The ‘rest’ was paragraphs after paragraphs in which the reporter delights in depicting her “sweet voice that contrasts with the weight of her words,” her “dislike for adults who act like children on a playground,” her “sharp mind,” her “penetrating look, whether one is in her presence or looking at her picture,” and the fact that “she is always surrounded by courtiers and friends subjugated by her aura.”
Standing tall at the intersection of business and politics, Glèlè demonstrates a resolve to help improve the plight of women in a society where men hold the lion’s share of power and everything that comes with it.

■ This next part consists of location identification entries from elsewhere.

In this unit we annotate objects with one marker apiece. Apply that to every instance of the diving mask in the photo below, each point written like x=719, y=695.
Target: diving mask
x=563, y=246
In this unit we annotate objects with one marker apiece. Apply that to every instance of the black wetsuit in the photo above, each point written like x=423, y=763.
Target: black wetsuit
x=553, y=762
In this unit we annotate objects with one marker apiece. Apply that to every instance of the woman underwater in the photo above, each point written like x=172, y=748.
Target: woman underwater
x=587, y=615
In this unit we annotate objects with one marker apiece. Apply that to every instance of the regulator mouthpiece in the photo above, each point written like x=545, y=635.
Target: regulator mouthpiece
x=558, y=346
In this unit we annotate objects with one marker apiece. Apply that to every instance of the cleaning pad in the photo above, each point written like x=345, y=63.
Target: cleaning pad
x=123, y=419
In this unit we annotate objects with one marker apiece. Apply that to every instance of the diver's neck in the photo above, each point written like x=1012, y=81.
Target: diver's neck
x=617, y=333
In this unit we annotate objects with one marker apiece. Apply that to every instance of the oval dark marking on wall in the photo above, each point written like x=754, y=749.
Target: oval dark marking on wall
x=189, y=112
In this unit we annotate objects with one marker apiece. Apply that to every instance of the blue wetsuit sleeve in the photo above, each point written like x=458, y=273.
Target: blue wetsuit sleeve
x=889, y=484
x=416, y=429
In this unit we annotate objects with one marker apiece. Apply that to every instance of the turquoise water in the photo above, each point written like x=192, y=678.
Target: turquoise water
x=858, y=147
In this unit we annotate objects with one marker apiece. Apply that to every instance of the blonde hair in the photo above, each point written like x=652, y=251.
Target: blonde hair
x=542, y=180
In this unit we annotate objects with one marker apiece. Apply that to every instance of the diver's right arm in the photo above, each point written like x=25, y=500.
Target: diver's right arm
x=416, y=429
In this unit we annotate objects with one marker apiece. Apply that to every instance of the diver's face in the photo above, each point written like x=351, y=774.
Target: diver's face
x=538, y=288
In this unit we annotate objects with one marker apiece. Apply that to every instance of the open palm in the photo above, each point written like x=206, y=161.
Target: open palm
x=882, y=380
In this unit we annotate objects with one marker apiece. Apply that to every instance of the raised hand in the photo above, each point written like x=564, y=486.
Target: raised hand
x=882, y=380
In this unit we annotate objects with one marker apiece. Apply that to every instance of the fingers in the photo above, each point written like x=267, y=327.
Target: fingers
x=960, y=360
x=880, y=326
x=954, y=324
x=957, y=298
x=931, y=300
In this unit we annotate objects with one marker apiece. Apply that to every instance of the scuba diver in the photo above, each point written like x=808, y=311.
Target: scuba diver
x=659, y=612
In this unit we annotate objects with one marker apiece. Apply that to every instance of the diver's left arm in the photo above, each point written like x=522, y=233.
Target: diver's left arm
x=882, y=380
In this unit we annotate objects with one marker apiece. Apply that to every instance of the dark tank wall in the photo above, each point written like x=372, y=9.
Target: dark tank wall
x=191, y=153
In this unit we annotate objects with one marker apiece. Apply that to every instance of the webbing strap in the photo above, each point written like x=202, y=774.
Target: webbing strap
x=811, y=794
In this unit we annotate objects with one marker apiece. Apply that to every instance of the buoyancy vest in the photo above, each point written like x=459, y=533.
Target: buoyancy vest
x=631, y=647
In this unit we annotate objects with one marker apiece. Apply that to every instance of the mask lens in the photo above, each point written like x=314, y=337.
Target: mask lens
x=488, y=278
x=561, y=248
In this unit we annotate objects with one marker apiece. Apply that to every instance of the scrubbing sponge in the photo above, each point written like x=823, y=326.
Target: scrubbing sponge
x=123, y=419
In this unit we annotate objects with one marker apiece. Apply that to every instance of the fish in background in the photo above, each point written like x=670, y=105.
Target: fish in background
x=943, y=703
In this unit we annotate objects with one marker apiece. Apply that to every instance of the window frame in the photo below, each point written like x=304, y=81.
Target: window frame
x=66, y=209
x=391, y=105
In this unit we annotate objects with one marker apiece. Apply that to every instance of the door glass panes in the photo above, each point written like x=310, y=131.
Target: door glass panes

Do women in Benin now get more respect from men than they used to? we asked our host. She believes they do, adding that “They have earned that respect thanks to their achievements.” Our legislator says that “Most African men think of a woman as a weak creature unfit to rule a man.” She feels that men everywhere, not just in Africa, have a superiority complex toward women, and “don’t give women the chance to play the role they can play very well.” However, our legislator does not agree with so-called ‘iron-fist women’ who tend to push their husbands around. She believes in mutual respect between men and women.
In the end we asked her: Do you foresee a woman becoming the president of Benin in the near future? “That’s probably me, because I have that ambition,” she replied, with her usual smile.